1. A trash-can management system comprising:

a digital camera configured to generate a digital image;

a first digital processing module configured to extract a trash-can image from the digital image; and

a second digital processing module configured to classify the trash-can image and configured to generate a trash-can state indication.

2. The system of claim 1, wherein the digital camera is movable and configured to generate a digital image from a configurable location indication and direction.

3. The system of claim 1, wherein first digital processing module is configured to extract the trash-can image using a machine learning algorithm selected from the group consisting of a histogram of oriented gradients detector using Max Margin Object Detection machine learning algorithm and a Mask R-CNN machine learning algorithm.

4. The system of claim 1, wherein first digital processing module is configured to extract the trash-can image using a machine learning algorithm selected from the group consisting of a histogram of oriented gradients detector using max margin object detection machine learning algorithm, a Mask R-CNN machine learning algorithm, a convolutional neural network feature extractor combined with max margin object detection machine learning algorithm, and harr feature-based cascade classifier machine learning algorithm.

5. The system of claim 3, wherein the machine learning algorithm is trained with an extraction training set, wherein the extraction training set includes city streets with trash-cans including specification of the trash-cans boundaries within the training set.

6. The system of claim 1, wherein the second processing module includes a first trained neural net classifier machine algorithm to classify the trash-can image, wherein the first neural net classifier machine algorithm is selected from the group consisting of AlexNet, GoogLeNet, VGG-16, VGG-19, ResNet-18, ResNet-34, ResNet-50, ResNet-101, ResNet-152, Inception v3, and Inception v4.

7. The system of claim 6, wherein the second processing module further includes a second trained neural net machine algorithm, wherein the first trained neural net classifier machine algorithm includes a top prediction layer, wherein when the top prediction layer is disabled the first trained neural net classifier machine algorithm outputs image feature vectors, and wherein the image feature vectors are the input to train the second neural net classifier machine algorithm.

8. The system of claim 7, wherein the first trained neural net classifier is first trained with a first classifier training set, wherein the second trained neural net machine algorithm is trained with a second classifier training set, wherein the first classifier training set is Image Net object recognition challenge dataset, and wherein the second classifier training set is input into the first trained neural net classifier and contains digital images of trash-cans that contain trash and digital images of trash-cans with and without trash, and wherein the image feature vectors generated by the first trained neural net classifier are used to train the second neural net, wherein the second trained neural net machine algorithm generates the trash-can state indication.
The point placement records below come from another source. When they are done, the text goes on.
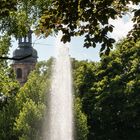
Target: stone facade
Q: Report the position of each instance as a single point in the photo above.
(22, 71)
(23, 67)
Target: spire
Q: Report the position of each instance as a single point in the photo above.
(26, 40)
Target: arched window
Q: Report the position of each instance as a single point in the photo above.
(19, 73)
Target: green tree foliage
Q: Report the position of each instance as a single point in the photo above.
(81, 128)
(112, 108)
(31, 103)
(8, 89)
(88, 18)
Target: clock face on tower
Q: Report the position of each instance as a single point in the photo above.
(23, 67)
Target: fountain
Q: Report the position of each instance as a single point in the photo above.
(60, 123)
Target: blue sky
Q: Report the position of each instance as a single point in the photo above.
(46, 47)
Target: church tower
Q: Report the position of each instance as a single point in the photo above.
(25, 58)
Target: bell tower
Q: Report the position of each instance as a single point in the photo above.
(25, 58)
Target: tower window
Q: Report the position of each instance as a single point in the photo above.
(19, 73)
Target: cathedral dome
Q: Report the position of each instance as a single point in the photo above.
(25, 53)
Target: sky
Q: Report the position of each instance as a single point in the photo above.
(46, 47)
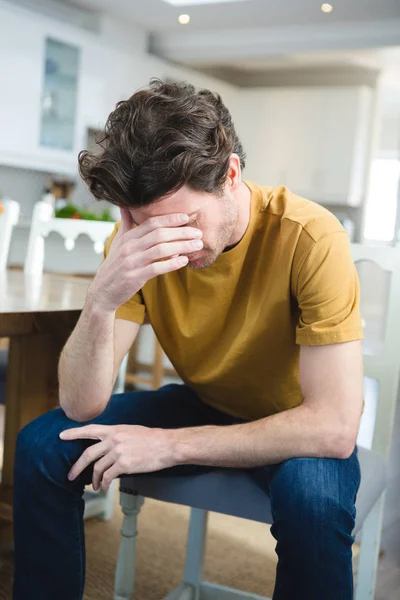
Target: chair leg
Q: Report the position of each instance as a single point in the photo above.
(369, 552)
(195, 552)
(108, 502)
(125, 572)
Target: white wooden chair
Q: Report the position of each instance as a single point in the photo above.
(8, 219)
(97, 504)
(233, 492)
(44, 223)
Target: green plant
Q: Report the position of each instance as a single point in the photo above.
(70, 211)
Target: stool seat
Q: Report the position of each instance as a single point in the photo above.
(235, 492)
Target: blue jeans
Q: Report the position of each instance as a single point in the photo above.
(312, 503)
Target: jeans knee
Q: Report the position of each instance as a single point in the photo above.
(38, 443)
(311, 497)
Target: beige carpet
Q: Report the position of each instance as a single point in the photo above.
(239, 554)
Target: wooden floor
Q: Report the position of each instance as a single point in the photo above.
(388, 581)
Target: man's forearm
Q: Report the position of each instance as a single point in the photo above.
(86, 365)
(298, 432)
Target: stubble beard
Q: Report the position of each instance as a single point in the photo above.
(224, 235)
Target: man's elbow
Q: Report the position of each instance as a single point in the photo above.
(79, 415)
(342, 445)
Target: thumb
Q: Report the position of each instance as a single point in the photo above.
(126, 222)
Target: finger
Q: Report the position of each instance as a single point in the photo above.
(99, 468)
(168, 234)
(109, 475)
(170, 249)
(90, 455)
(126, 222)
(162, 267)
(87, 432)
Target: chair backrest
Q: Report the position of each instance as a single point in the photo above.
(8, 219)
(44, 223)
(379, 273)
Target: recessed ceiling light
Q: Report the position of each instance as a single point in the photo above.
(199, 2)
(184, 19)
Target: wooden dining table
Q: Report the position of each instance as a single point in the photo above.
(37, 314)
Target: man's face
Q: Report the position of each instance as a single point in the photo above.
(215, 216)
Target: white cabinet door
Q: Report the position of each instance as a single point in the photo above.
(346, 131)
(314, 140)
(303, 126)
(22, 66)
(21, 51)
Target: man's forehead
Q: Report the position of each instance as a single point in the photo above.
(182, 201)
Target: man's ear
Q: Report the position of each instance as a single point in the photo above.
(234, 176)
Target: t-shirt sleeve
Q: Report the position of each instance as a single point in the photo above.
(134, 308)
(327, 290)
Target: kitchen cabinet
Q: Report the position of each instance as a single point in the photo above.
(31, 134)
(314, 140)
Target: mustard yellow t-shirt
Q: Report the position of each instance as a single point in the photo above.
(233, 330)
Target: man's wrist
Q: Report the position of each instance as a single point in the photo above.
(94, 306)
(177, 446)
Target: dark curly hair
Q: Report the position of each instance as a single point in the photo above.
(161, 139)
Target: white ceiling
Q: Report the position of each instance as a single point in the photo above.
(259, 35)
(157, 15)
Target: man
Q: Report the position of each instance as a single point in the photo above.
(254, 297)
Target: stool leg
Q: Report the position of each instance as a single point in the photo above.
(125, 572)
(195, 552)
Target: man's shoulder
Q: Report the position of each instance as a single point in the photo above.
(298, 213)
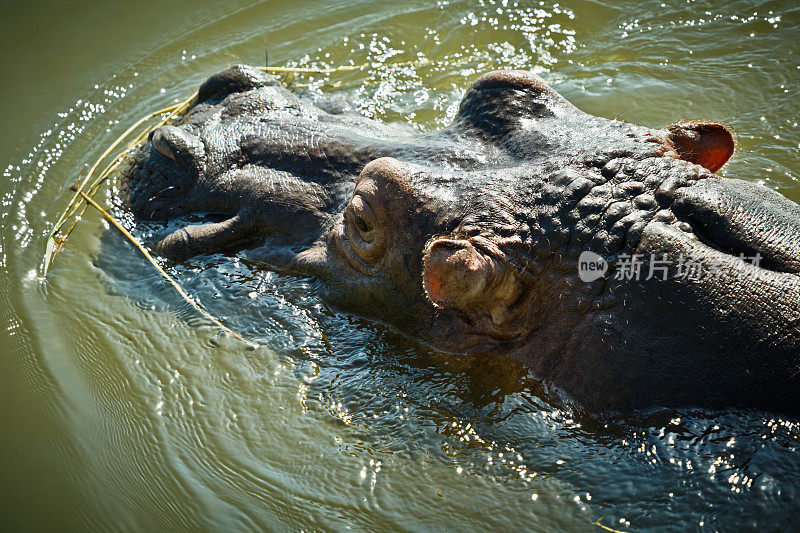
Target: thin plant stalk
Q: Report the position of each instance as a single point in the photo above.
(146, 254)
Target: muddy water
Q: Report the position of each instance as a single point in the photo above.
(121, 408)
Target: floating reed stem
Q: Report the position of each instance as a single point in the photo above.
(86, 188)
(146, 254)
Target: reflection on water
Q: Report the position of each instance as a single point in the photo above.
(123, 407)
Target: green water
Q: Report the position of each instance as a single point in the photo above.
(120, 408)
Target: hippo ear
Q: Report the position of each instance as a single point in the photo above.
(471, 278)
(179, 145)
(708, 144)
(234, 79)
(497, 101)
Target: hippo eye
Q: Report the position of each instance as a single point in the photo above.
(361, 224)
(363, 229)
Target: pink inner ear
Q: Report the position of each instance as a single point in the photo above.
(433, 286)
(705, 143)
(453, 273)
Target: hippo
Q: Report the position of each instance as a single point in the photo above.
(608, 258)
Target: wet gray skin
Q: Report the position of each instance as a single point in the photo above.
(468, 239)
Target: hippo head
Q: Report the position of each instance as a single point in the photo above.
(608, 257)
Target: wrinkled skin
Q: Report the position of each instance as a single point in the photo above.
(468, 238)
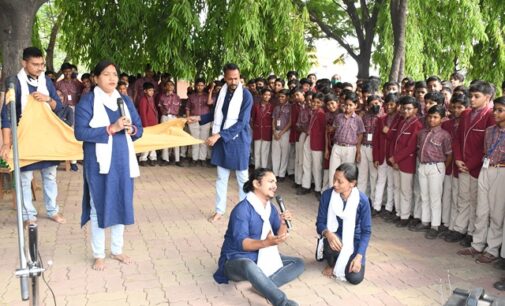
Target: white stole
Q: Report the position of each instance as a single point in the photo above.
(40, 83)
(269, 259)
(348, 216)
(101, 119)
(233, 108)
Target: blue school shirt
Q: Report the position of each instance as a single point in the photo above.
(6, 120)
(244, 223)
(232, 150)
(363, 229)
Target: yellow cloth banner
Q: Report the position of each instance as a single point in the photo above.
(44, 136)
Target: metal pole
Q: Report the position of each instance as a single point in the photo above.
(11, 95)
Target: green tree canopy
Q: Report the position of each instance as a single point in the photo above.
(187, 37)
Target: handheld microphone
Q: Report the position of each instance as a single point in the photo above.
(120, 105)
(280, 202)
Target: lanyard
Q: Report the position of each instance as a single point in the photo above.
(495, 145)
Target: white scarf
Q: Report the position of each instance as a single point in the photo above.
(348, 216)
(233, 109)
(101, 119)
(39, 83)
(269, 259)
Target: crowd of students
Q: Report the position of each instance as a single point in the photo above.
(431, 153)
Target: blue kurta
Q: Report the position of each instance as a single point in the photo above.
(113, 192)
(232, 150)
(244, 223)
(363, 229)
(6, 121)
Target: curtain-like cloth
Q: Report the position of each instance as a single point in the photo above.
(44, 136)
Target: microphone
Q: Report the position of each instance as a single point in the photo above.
(280, 202)
(120, 105)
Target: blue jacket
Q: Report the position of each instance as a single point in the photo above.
(232, 150)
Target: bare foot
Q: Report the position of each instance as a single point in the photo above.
(328, 271)
(215, 217)
(99, 264)
(58, 218)
(122, 258)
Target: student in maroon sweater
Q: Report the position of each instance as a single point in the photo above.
(468, 155)
(403, 156)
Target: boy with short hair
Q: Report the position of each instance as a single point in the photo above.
(434, 152)
(490, 212)
(403, 159)
(149, 116)
(468, 154)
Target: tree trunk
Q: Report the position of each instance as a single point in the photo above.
(398, 20)
(52, 43)
(16, 22)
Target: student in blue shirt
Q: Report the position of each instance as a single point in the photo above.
(249, 250)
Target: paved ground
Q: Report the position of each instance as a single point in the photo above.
(176, 251)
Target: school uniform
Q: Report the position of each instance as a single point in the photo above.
(149, 116)
(450, 193)
(380, 154)
(403, 150)
(261, 117)
(433, 147)
(367, 171)
(313, 149)
(330, 117)
(169, 105)
(468, 147)
(491, 194)
(302, 125)
(293, 138)
(280, 148)
(197, 106)
(347, 132)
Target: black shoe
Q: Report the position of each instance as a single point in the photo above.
(420, 227)
(431, 233)
(302, 191)
(413, 223)
(499, 264)
(454, 237)
(403, 223)
(467, 241)
(500, 285)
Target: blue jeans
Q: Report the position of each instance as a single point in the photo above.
(246, 269)
(222, 186)
(50, 192)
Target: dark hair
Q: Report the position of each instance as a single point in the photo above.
(147, 85)
(433, 78)
(404, 100)
(100, 67)
(420, 84)
(481, 86)
(230, 66)
(438, 109)
(31, 52)
(351, 96)
(350, 171)
(435, 96)
(257, 174)
(391, 97)
(330, 97)
(500, 100)
(66, 66)
(373, 98)
(457, 76)
(460, 98)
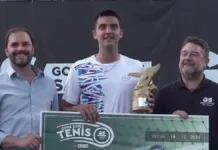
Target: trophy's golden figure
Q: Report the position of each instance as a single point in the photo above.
(143, 88)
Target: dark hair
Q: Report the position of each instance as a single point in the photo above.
(198, 41)
(17, 29)
(106, 13)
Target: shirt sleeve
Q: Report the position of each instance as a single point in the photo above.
(2, 137)
(72, 89)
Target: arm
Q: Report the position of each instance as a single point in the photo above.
(32, 142)
(9, 141)
(71, 101)
(71, 91)
(55, 104)
(160, 100)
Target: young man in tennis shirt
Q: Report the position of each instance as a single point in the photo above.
(100, 83)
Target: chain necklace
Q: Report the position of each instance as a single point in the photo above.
(108, 70)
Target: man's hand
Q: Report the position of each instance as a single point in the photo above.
(181, 113)
(32, 141)
(150, 102)
(88, 112)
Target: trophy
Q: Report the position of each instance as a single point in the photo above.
(143, 88)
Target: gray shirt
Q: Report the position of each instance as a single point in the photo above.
(21, 102)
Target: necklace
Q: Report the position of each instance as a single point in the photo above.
(111, 68)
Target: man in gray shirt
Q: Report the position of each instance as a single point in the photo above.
(24, 92)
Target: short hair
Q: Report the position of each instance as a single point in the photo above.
(106, 13)
(17, 29)
(198, 41)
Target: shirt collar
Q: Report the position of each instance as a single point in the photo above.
(38, 72)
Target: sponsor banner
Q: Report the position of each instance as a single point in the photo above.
(67, 130)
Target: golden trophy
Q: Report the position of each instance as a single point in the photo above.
(143, 88)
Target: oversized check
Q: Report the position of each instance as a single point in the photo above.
(68, 131)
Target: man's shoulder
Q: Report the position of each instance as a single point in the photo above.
(212, 83)
(132, 61)
(169, 86)
(84, 61)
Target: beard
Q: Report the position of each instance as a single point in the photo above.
(193, 72)
(21, 62)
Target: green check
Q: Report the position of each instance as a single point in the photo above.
(67, 131)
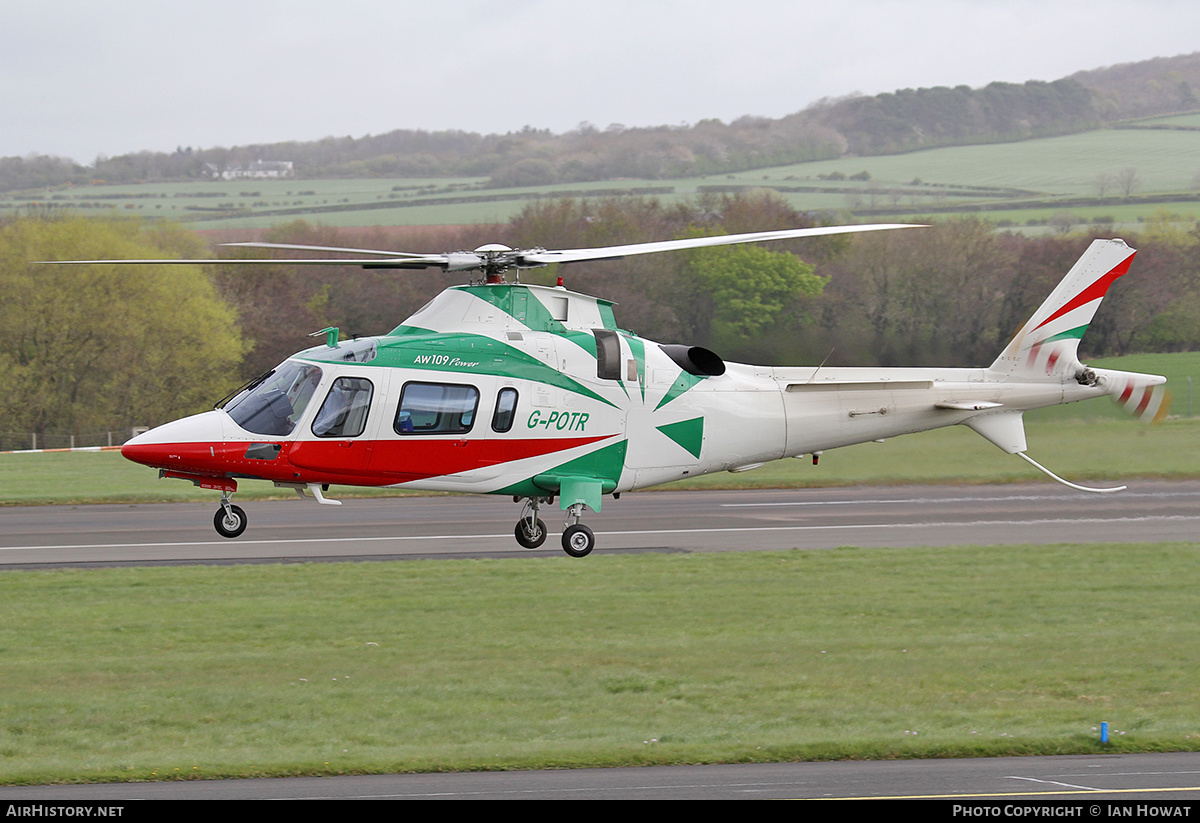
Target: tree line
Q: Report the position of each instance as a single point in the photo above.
(858, 125)
(94, 348)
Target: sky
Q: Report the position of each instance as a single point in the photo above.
(83, 78)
9. A method of trash-can management comprising:

receiving a digital image;

extracting a trash-can image from the digital image; and

classifying the trash-can image, wherein the classifying generates a trash-can state indication.

10. A method of claim 9, wherein the digital image is generated from a movable source, and wherein the digital image includes a location indication and orientation information.

11. The method of claim 9, wherein the extracting is selected from the group consisting of histogram of oriented gradients detector using Max Margin Object Detection machine learning algorithm and a Mask R-CNN machine learning algorithm.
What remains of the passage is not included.